The Surfside Vykruta Jetty Trail is a 4300' long man-made jetty constructed primarily of large granite slabs located in the southeast tip of Surfside Beach, Texas. The jetty extends 3464' into the Gulf of Mexico and protects the Freeport Harbor Channel. The trailhead is accessible from the Surfside Jetty County Park, a 15-acre day use beach park.

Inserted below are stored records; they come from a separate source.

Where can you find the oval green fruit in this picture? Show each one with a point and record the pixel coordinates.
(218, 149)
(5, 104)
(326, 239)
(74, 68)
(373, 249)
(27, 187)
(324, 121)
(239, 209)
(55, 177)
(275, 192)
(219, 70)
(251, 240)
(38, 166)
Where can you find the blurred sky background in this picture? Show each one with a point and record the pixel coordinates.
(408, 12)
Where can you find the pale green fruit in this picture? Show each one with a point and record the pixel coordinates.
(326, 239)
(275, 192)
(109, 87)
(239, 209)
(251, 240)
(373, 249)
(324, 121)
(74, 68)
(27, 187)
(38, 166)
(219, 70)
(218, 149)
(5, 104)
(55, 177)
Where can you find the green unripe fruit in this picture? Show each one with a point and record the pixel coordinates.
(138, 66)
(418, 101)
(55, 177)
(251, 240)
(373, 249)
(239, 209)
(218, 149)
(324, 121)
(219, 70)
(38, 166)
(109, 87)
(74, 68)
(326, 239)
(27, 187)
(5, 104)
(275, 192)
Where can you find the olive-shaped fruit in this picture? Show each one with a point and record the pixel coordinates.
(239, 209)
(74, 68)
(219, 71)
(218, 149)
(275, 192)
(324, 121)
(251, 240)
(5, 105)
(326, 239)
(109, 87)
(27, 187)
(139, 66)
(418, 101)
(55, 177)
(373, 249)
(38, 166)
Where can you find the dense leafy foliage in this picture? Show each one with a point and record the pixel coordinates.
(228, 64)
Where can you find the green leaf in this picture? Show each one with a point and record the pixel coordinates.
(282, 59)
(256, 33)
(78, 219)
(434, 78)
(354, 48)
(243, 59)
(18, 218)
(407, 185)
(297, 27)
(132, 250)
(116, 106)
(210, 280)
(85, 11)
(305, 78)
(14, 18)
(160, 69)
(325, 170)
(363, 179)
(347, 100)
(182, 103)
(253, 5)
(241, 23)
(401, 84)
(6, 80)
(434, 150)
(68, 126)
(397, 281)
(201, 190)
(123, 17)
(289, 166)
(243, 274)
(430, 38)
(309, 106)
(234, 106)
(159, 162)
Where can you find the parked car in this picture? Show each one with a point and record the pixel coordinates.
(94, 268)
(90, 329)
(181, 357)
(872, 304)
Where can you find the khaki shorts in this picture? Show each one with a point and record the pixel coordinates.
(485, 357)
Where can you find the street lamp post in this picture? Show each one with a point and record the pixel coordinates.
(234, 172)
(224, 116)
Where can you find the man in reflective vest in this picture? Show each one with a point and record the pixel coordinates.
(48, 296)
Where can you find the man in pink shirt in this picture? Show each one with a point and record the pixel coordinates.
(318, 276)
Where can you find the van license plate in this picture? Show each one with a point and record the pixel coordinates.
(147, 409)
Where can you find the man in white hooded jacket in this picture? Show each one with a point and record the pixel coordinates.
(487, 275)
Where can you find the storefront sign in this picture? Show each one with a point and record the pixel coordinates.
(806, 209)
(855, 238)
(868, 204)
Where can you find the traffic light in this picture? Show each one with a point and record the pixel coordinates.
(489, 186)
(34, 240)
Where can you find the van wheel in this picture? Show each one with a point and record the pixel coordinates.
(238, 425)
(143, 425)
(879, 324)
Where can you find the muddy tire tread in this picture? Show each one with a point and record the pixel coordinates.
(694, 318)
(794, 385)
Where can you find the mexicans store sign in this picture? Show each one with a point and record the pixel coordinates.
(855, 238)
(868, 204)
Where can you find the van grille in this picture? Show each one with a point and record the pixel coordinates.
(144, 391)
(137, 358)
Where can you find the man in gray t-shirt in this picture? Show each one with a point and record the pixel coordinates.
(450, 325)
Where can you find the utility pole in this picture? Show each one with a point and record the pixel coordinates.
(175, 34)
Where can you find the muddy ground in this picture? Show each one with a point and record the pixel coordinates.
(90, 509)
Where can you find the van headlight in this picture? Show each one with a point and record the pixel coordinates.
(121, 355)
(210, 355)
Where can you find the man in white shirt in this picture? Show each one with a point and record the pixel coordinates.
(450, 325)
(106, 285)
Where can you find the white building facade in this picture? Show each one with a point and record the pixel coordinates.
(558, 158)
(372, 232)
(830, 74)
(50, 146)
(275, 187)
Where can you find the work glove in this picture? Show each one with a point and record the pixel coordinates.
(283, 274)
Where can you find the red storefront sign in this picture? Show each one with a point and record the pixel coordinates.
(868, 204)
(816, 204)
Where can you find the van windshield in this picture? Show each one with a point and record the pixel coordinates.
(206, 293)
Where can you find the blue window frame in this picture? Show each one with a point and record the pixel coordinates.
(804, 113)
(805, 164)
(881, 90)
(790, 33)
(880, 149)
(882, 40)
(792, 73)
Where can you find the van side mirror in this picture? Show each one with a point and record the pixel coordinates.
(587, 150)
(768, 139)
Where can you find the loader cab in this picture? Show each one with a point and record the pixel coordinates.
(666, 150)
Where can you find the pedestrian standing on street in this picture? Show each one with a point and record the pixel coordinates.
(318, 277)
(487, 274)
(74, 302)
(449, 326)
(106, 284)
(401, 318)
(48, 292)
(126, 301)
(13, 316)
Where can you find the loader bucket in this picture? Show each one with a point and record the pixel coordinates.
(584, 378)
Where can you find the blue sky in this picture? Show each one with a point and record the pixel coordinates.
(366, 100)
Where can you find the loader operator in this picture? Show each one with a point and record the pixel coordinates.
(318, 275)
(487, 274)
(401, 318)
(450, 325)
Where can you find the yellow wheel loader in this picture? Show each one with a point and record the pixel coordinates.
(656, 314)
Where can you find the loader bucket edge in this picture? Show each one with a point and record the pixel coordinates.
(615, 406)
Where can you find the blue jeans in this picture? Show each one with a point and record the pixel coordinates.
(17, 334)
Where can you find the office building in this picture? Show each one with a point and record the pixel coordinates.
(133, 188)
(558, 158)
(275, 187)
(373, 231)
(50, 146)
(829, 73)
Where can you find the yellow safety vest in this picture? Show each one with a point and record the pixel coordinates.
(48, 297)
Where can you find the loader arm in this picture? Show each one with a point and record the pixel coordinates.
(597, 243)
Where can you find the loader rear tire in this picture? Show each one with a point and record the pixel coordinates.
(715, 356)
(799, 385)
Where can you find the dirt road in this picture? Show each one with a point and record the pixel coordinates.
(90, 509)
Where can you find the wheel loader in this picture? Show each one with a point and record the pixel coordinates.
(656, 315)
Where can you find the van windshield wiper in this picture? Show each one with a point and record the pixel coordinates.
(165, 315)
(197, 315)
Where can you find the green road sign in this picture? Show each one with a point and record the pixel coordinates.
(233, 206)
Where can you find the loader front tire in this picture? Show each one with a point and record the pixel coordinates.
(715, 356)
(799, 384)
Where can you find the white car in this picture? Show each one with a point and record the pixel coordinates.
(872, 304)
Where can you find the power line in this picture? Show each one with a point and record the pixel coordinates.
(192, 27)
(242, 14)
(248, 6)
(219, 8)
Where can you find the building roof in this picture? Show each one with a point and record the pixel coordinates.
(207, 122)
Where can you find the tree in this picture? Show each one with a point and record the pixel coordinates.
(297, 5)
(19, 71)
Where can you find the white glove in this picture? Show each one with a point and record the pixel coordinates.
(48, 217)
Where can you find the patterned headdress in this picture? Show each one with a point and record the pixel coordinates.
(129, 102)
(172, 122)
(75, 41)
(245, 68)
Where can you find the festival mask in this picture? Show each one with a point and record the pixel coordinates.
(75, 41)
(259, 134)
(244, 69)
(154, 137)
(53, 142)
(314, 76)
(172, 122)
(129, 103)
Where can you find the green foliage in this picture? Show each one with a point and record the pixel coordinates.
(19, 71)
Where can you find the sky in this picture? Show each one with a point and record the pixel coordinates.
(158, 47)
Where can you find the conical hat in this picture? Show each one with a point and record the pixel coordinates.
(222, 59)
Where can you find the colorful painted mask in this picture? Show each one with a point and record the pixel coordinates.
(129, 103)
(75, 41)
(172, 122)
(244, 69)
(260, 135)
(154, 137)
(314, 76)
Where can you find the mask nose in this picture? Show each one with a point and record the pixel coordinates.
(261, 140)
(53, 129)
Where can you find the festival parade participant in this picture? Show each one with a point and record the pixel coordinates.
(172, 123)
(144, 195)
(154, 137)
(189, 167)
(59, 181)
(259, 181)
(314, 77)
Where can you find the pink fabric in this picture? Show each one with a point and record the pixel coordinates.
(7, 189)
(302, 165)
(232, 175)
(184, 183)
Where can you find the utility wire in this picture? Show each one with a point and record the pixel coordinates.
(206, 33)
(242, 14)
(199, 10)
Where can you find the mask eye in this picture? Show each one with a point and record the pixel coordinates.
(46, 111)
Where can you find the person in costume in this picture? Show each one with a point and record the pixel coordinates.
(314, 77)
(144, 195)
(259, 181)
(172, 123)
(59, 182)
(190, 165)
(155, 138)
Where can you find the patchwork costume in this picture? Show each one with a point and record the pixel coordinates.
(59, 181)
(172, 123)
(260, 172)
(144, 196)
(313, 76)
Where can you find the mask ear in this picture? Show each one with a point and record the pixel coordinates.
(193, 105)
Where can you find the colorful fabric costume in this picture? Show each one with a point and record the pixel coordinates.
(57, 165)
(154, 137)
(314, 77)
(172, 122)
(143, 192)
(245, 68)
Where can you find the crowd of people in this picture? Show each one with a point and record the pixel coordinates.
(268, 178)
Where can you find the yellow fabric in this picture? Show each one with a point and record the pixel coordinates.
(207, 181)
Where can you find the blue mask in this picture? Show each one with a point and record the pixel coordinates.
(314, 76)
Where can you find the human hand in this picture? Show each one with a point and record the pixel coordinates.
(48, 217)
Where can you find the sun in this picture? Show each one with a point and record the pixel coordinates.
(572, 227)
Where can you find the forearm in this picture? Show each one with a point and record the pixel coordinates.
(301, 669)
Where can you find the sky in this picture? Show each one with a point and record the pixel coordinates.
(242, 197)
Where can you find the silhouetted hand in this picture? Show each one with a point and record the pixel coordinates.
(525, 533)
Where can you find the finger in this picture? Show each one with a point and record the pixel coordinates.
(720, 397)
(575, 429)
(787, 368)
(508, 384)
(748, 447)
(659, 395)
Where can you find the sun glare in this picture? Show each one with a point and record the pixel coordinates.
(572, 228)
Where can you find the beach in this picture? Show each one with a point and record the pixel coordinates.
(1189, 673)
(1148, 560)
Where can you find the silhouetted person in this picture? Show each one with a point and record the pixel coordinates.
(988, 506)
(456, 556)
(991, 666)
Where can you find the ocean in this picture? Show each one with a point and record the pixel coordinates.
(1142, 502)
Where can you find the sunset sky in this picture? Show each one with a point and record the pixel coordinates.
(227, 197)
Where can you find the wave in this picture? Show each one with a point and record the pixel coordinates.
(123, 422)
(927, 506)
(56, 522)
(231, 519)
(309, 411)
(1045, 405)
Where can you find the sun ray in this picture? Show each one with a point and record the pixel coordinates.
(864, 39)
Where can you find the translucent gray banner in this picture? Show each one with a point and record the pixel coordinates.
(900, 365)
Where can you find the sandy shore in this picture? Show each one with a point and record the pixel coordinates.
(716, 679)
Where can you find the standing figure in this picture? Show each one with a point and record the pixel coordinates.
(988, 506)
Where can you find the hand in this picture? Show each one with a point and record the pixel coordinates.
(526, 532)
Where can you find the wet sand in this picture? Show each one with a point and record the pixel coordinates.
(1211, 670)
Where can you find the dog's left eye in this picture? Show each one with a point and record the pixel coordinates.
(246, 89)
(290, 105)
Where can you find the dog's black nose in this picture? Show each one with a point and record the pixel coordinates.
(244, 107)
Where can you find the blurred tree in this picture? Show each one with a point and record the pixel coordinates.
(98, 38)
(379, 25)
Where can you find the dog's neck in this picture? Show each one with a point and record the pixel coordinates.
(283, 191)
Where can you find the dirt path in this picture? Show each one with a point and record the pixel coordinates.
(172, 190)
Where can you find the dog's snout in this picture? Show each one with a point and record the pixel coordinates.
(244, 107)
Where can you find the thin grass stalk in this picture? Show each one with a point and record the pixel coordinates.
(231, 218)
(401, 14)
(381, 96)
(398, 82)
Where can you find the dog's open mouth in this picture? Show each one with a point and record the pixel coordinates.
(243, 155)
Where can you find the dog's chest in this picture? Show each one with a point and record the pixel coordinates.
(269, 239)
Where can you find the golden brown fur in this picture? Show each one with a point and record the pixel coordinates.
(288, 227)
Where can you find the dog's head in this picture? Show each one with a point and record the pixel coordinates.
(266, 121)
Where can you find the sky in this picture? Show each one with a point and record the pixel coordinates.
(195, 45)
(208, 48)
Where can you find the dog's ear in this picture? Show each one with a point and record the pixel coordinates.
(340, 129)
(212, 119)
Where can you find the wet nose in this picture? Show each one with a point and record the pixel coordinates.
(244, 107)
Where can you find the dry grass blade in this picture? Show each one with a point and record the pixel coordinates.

== Walkway and lighthouse ==
The jetty is covered with a concrete walkway for easy access by foot. The jetty is earmarked with a small lighthouse at the outermost section.

== Recreational activities ==

===Fishing===

The jetty frequented by fishermen, during daytime and night when assisted with large, gas generator powered flood lights to attract fish. Dozens of fisherman gather daily to catch red drum, speckled trout, spanish mackerel and other species. The Surfside area is a popular spot for fishing hobbyists and competitive anglers because there are several marinas visitors can utilize, like CCA STAR Tournament official weigh-in station Surfside Marina, for their fishing and boating needs.

===Surfing===

Surfing is popular just north of the jetty; surfers travel hours for the excellent surfing.

===Photography, drone photography, bird watching ===

The Vykruta Jetty Trail is popular for photography and drone photography and seabird watching.